Department of Internal Medicine V, Hemato-Oncology, Medical University of Innsbruck, Innsbruck, Austria.
Lung Cancer. 2014 May;84(2):168-74. doi: 10.1016/j.lungcan.2014.02.005. Epub 2014 Feb 17.
It is not clear whether or not the fate of patients suffering from small-cell lung cancer (SCLC) has improved. To better understand the course of disease, we aimed at documenting disease features at initial diagnosis, sequences of therapy modalities and outcome in consecutive patients over two decades. We postulated that SCLC patients might have benefitted from refined diagnosis and treatment options during the last decade.
All SCLC cases diagnosed at the Innsbruck University Hospital and associated institutions between 1991 and 2011 have been documented in detail in accordance with a prespecified protocol.
A total of 484 patients diagnosed with SCLC were followed. The most important symptoms at initial diagnosis were cough, dyspnea and tumor pain in 55%, 51% and 44%, respectively. Patients who were operated during early stage of disease (n = 26) had a favorable 5-year, relapse-free survival (74%). A total of 112 patients with locally advanced disease were treated by radiochemotherapy in curative intent (RCT), and achievement of CR offered a chance of long term overall survival (OS), reaching 44% after 10-years. In the palliative setting (median OS in 304 evaluable patients, 9.7 months), a therapeutic progress in the more recent decade could not be observed. Parameters independently associated with favorable OS were: response to therapy and prophylactic brain irradiation in patients with RCT; and response, age < 70 years and absence of LDH elevation in the palliative setting.
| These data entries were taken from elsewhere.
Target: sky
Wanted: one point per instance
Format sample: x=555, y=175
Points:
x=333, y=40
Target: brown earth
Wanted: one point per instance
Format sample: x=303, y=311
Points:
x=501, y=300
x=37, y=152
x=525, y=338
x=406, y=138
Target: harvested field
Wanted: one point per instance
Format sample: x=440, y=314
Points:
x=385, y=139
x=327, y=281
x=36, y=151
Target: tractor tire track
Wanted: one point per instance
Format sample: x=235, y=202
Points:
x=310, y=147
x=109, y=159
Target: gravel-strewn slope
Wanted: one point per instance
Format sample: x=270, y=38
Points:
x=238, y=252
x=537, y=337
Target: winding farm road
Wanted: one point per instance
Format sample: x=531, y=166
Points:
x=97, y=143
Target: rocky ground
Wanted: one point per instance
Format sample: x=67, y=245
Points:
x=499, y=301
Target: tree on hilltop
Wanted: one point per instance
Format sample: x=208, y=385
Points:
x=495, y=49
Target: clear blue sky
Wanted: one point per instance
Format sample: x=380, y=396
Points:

In this comprehensive view on SCLC, the findings on symptomatology, comorbidity, and spectrum of treatments may help to better understand individual courses of the disease. Overall, modern medicine failed to translate into substantial benefit of SCLC patients, except in patients in locally advanced disease receiving multimodal therapy.
小细胞肺癌(SCLC)患者的命运是否有所改善尚不清楚。为了更好地了解疾病的进程,我们旨在记录 20 多年来连续患者的初始诊断时的疾病特征、治疗方式的顺序和结果。我们推测,在过去十年中,SCLC 患者可能从更精细的诊断和治疗选择中受益。
根据预设方案详细记录了 1991 年至 2011 年期间在因斯布鲁克大学医院和相关机构诊断为 SCLC 的所有病例。
共随访了 484 例 SCLC 患者。初始诊断时最重要的症状是咳嗽、呼吸困难和肿瘤疼痛,分别占 55%、51%和 44%。在疾病早期接受手术的患者(n = 26)5 年无复发生存率(74%)良好。共有 112 例局部晚期疾病患者接受根治性放化疗(RCT)治疗,达到完全缓解(CR)可提供长期总生存(OS)的机会,10 年后达到 44%。在姑息治疗(304 例可评估患者的中位 OS 为 9.7 个月)中,最近十年没有观察到治疗进展。与良好 OS 相关的独立参数是:RCT 中患者的治疗反应和预防性脑照射;以及姑息治疗中反应、年龄<70 岁和 LDH 不升高。
在这项对 SCLC 的综合研究中,关于症状、合并症和治疗方案的发现有助于更好地了解疾病的个体进程。总体而言,现代医学未能为 SCLC 患者带来实质性获益,除了接受多模式治疗的局部晚期疾病患者。